At midnight Miller awoke to the sound of a dog barking in the distance. A neighbor’s dog, he heard it once in a while. He had been pulled from a dream but could not remember what the dream was about, only that in it he was happier than he had ever been. He would, he knew almost right away, be unable to get back to sleep, so he got up, careful not to disturb Barton, and grabbed his cane hanging on the headboard, then walked to his bedroom window. Old habit, and nothing else, really, for him to do at this time of night. His view was of the well-lit train station, and looking down at it, he didn’t at first understand what he was seeing. Finally, though, it became obvious to him that what he was looking at was, in fact, what was there and not just some memory or fragment of a vague dream.
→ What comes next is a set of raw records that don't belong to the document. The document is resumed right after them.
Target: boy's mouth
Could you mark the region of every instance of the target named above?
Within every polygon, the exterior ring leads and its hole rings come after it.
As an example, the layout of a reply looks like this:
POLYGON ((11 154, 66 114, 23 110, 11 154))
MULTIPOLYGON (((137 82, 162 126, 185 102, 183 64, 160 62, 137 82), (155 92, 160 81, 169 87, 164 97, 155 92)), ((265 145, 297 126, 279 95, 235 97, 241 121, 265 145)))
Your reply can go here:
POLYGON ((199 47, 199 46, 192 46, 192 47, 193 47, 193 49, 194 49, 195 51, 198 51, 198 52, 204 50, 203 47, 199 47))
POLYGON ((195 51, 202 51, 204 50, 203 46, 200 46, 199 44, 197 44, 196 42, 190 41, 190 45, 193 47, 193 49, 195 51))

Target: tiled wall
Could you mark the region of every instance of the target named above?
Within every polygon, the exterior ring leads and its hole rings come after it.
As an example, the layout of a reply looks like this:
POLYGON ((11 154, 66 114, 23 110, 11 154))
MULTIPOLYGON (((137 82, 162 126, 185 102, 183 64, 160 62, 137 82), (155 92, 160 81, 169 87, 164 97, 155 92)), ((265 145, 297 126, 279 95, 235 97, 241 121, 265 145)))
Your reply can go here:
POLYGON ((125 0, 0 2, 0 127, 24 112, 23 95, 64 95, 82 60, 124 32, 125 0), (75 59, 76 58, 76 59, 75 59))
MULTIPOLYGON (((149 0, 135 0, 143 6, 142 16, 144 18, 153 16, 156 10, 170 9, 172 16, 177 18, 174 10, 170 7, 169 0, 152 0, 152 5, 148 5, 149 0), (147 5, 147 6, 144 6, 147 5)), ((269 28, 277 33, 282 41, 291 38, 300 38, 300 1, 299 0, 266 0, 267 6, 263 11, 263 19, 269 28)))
Just as she had the night she left him, Abby was standing on the platform, waiting alone for the last train, her grandfather’s suitcase standing beside her.
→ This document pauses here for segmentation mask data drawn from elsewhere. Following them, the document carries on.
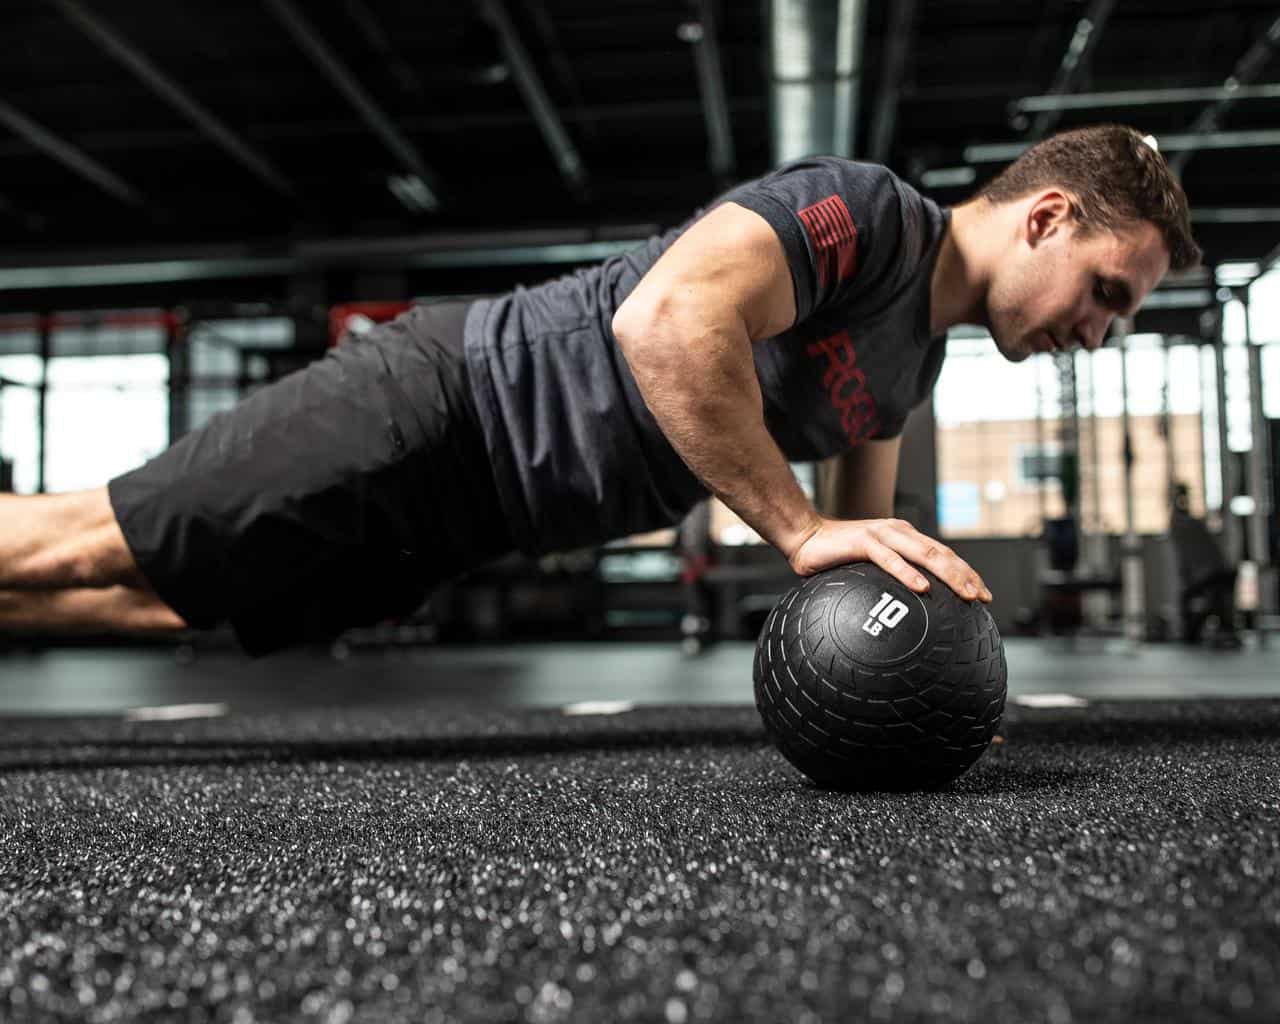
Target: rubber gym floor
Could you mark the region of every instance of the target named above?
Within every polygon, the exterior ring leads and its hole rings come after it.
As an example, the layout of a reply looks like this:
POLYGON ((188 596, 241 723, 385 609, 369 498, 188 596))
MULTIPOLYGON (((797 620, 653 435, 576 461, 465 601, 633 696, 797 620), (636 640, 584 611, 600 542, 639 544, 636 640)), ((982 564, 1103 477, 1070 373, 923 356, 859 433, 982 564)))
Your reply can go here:
POLYGON ((1007 648, 862 795, 747 644, 11 652, 0 1018, 1280 1019, 1280 652, 1007 648))

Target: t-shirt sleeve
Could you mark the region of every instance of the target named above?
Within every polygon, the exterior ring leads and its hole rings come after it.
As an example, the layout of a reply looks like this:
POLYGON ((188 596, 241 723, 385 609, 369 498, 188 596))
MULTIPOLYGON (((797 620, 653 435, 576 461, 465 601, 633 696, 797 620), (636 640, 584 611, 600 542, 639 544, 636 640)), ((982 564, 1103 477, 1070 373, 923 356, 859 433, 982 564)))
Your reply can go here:
POLYGON ((791 268, 797 322, 892 287, 902 199, 885 168, 815 157, 723 199, 758 213, 777 232, 791 268))

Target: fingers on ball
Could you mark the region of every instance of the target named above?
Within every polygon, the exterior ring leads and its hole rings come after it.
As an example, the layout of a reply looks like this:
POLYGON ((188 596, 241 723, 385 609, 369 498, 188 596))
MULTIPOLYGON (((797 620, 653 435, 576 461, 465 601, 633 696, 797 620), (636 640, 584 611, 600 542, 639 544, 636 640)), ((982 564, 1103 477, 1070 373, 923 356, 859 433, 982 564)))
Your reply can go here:
POLYGON ((885 572, 896 576, 913 590, 928 590, 929 581, 920 575, 910 562, 889 545, 877 543, 872 551, 875 563, 885 572))

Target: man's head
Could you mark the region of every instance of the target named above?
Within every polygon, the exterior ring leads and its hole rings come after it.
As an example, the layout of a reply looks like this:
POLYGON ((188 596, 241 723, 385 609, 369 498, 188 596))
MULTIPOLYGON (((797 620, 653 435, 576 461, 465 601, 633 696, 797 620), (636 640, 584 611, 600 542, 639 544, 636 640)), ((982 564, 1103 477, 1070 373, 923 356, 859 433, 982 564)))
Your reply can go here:
POLYGON ((1032 146, 974 203, 1000 241, 986 320, 1001 353, 1096 348, 1169 270, 1200 261, 1182 186, 1132 128, 1100 125, 1032 146))

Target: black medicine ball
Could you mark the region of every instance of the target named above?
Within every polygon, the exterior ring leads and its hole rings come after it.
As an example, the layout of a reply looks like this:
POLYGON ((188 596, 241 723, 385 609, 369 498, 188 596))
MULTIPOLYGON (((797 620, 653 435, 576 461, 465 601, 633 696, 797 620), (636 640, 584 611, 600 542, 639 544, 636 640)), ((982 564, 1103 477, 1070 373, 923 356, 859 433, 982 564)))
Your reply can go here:
POLYGON ((756 707, 778 749, 820 786, 933 789, 991 743, 1007 669, 987 609, 932 573, 917 594, 877 565, 797 584, 756 643, 756 707))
Miller hurried on his cane to his front room, found his boots and pulled them on, made his way to his door and then down the stairs. It was slow-going because of his knee, because of the cane, terribly slow, just one step and then another, and when he reached the landing and pulled open the street door, he saw that the last train to New York had pulled to a stop at the station. From where he stood, Miller could see Abby climbing on board. He crossed Elm Street at a diagonal—didn’t even looked for traffic when he stepped off the curb—then started across Railroad Plaza, half-walking, half-hopping, moving as fast as he possibly could. He reached the platform stairs and climbed to the top of them—one at a time, the knuckles of the hand grasping the cane bone-white—as Abby took her seat and the doors closed. She was looking down at her lap as the train began to pull away, looking intently, as if reading something, and Miller raised his hand to get her attention, but in the end he didn’t wave, didn’t bother, just let his hand linger in the air a moment before falling again to his side. There was no way she was going to see him, he sensed that, but as her window passed him, as he got a clear view of her profile, she lifted her head, doing so casually, it seemed, just by chance, then glanced out her window and caught sight of him. Surprised, she stared for an instant, then smiled once, the smile of an old friend, fond and intimate. Raising her right hand, still a little stunned, she offered Miller the peace sign, then opened her hand all the way and touched the glass with her palm. She said good-bye, or maybe she had simply mouthed the word, Miller didn’t know. Raising his hand again, Miller waved and mouthed, “Good-bye, Abby,” back to her.
A few seconds later the train was gone, Miller left behind in the lingering silence. L’Orange Bleu was closed now, everyone long since headed home, so he was the only being in this part of town, would be till morning. Well, not the only being, he remembered. Barton was there with him now.
Back in his apartment he took off his boots and wandered around his living room for a time. The table on which all the evidence he had collected had been laid out was empty again. Nothing now for him to do but reclaim his old life, the quiet existence of a landlord. Without the rain beating down on the roof and windows, the silence around him was nothing less than consuming. Not a bad thing, really, by which to be consumed.
Later, he climbed into bed next to Barton. She had uncovered herself during her sleep, her breasts exposed to the cool air of his dark bedroom. He drew the blankets up to her shoulders, covering her, then lay beneath them himself, in the warmth she generated, got as close to her as he could and made himself as comfortable as his aching knee would allow.